A word of cAuTiOn on powering LEDs:
1) LEDs which draw 20mA can be pushed to about 25mA, but doing so will decrease thier life; you should NEVER push them at currents higher than this as they will overheat & burn out.
2) LEDs have an exponential relationship of Voltage to Current. This means that when you go from 3.3V to 3.35V, you will go from 20mA to say 25mA; at 3.4V however, they may pull close to 40mA!!!
3) 78XX series regulators have a minimum required voltage typically 2V higher than their output voltage. This means that a 7805 requires around 7V to run, and a 7810 requires about 12V to operate.
4) 78XX regulators disippate the extra voltage as heat... this means that they can get HOT when driving several groups of LEDs, and therefore require a medium to large heatsink to operate.

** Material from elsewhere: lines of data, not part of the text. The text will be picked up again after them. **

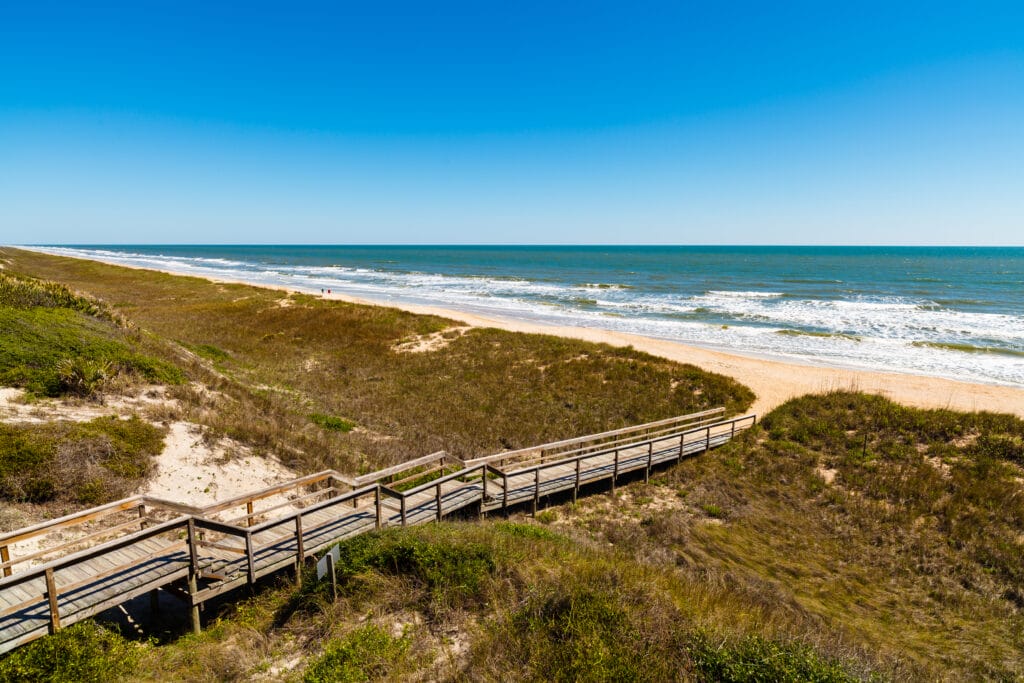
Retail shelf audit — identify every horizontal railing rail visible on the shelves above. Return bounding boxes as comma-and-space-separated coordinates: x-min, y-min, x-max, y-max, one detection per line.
0, 409, 757, 652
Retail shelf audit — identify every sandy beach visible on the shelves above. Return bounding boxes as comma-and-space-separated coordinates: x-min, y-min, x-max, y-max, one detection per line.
36, 249, 1024, 418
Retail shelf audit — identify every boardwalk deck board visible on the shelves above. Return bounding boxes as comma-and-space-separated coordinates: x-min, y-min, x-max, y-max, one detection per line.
0, 411, 756, 653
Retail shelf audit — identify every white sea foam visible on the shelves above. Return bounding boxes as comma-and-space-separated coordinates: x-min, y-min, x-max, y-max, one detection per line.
24, 247, 1024, 386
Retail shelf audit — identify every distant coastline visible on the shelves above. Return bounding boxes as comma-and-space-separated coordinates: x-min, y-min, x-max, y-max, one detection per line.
22, 246, 1024, 387
14, 245, 1024, 417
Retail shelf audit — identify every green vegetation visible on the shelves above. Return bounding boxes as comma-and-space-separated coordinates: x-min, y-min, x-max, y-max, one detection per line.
302, 625, 409, 683
0, 249, 754, 472
0, 250, 1024, 681
561, 392, 1024, 680
309, 413, 355, 433
0, 622, 141, 683
0, 417, 165, 505
0, 272, 183, 396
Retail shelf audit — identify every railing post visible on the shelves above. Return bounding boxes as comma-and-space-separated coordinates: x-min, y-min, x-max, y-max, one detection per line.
246, 531, 256, 586
374, 484, 381, 530
611, 449, 618, 496
187, 517, 203, 634
572, 458, 580, 503
480, 465, 487, 519
534, 467, 541, 517
295, 512, 306, 586
643, 441, 654, 483
46, 567, 60, 634
502, 472, 509, 517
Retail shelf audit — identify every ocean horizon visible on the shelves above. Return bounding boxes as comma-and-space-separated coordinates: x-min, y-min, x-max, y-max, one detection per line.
25, 245, 1024, 386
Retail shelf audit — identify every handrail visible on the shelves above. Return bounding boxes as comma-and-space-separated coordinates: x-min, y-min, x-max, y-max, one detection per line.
462, 408, 725, 467
0, 515, 190, 589
398, 465, 482, 496
490, 418, 722, 473
0, 410, 757, 651
201, 470, 338, 515
506, 415, 756, 477
349, 451, 452, 486
0, 496, 143, 546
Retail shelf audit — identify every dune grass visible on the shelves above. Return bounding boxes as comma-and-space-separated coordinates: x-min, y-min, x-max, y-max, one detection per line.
0, 417, 166, 506
559, 392, 1024, 680
0, 249, 753, 472
0, 521, 884, 681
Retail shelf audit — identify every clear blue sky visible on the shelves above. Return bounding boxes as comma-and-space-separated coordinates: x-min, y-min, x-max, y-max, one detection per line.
0, 0, 1024, 245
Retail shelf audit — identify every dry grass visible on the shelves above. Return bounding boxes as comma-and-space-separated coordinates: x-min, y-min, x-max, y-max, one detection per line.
3, 250, 753, 479
559, 392, 1024, 680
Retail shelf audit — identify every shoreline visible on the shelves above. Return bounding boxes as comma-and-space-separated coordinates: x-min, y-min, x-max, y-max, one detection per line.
15, 247, 1024, 418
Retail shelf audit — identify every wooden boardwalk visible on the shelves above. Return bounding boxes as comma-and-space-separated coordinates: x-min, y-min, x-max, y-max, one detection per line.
0, 409, 756, 652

Shown here are the pin configurations for standard 3mm & 5mm (T1 & T1 3/4) LEDs, 78XX regulators, and a schematic of the system I used for my dome light.

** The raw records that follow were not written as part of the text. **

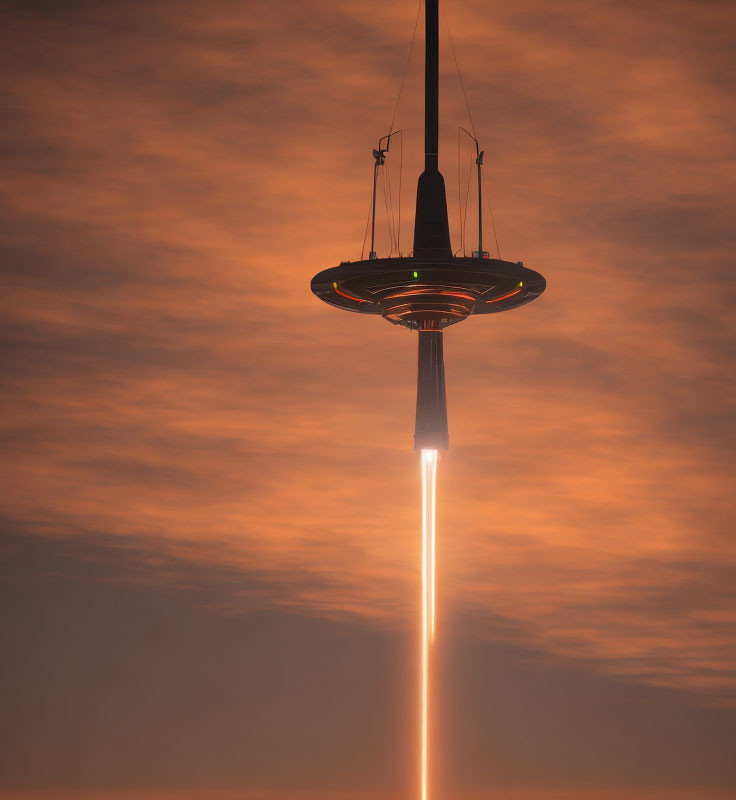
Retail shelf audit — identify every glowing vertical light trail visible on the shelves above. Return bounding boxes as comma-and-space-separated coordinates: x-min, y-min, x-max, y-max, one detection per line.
421, 450, 437, 800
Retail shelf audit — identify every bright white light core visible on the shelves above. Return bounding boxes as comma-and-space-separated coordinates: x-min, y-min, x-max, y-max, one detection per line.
421, 450, 437, 800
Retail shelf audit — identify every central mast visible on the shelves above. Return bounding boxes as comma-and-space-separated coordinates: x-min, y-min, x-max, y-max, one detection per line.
414, 0, 452, 259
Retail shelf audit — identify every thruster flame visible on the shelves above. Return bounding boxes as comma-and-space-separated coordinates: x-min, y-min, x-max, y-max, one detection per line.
421, 450, 437, 800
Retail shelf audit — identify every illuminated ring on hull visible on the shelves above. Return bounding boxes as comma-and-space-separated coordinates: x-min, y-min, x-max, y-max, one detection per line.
312, 258, 547, 330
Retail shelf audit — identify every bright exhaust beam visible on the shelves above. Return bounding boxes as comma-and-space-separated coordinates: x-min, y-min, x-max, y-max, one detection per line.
421, 450, 437, 800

NOTE: several groups of 3 LEDs may be connected to a single regulator, each group would connect to ground and then to the regulator. The limit is determined by the current handling of the regulator. (a 2A regulator can power a maximum of 100 groups each pulling 20mA)
As a note, I purchase my LEDs bulk through an Ebay seller from China.. high brightness LEDs cost about $0.25 purchased in quantities of 50 or more.
^^ Good explanation of a voltage regulator. This is what I was talking about in the psot I made previous.
They are much more reliable then resistors. And will always give you the steady output voltage they are rated for.
A few things that arent described very well in the diagram...
-- The center pin of the regulator (ground) is also that top tab. I know he has this labeld but it may be unclear to some people. That top tab (with the hole in it) is also ground. If you have this tab connected to your cars frame for example, it will ground the regulator and the center pin is not needed. If you do this, do make sure you are using your cars power source for this circuit (i dont see why you woulnd't be, jsut thought id mention it).
Also, this tab is where to connect an extended heat sink that is much recommended. Any peice of metal will do. I would recommend a peice about the size of a baseball card, unless you are mounting to your car... your car will make a big enough heatsink
-- The diagram shows a diode on the ground of the voltage regulator to give you an increase in voltage. In my opinion... If you have 5 volt LEDs with a 5 volt voltage regulatr... you probably DONT want those extra .5 volts. Just watch what you're doing and addapt to your application.
And as he said, LEDs on EBAY are CHEAP!!!! My friend made is own LED underbodies... 5,000 5volt high-output red LEDS cost him $12.46, including shipping.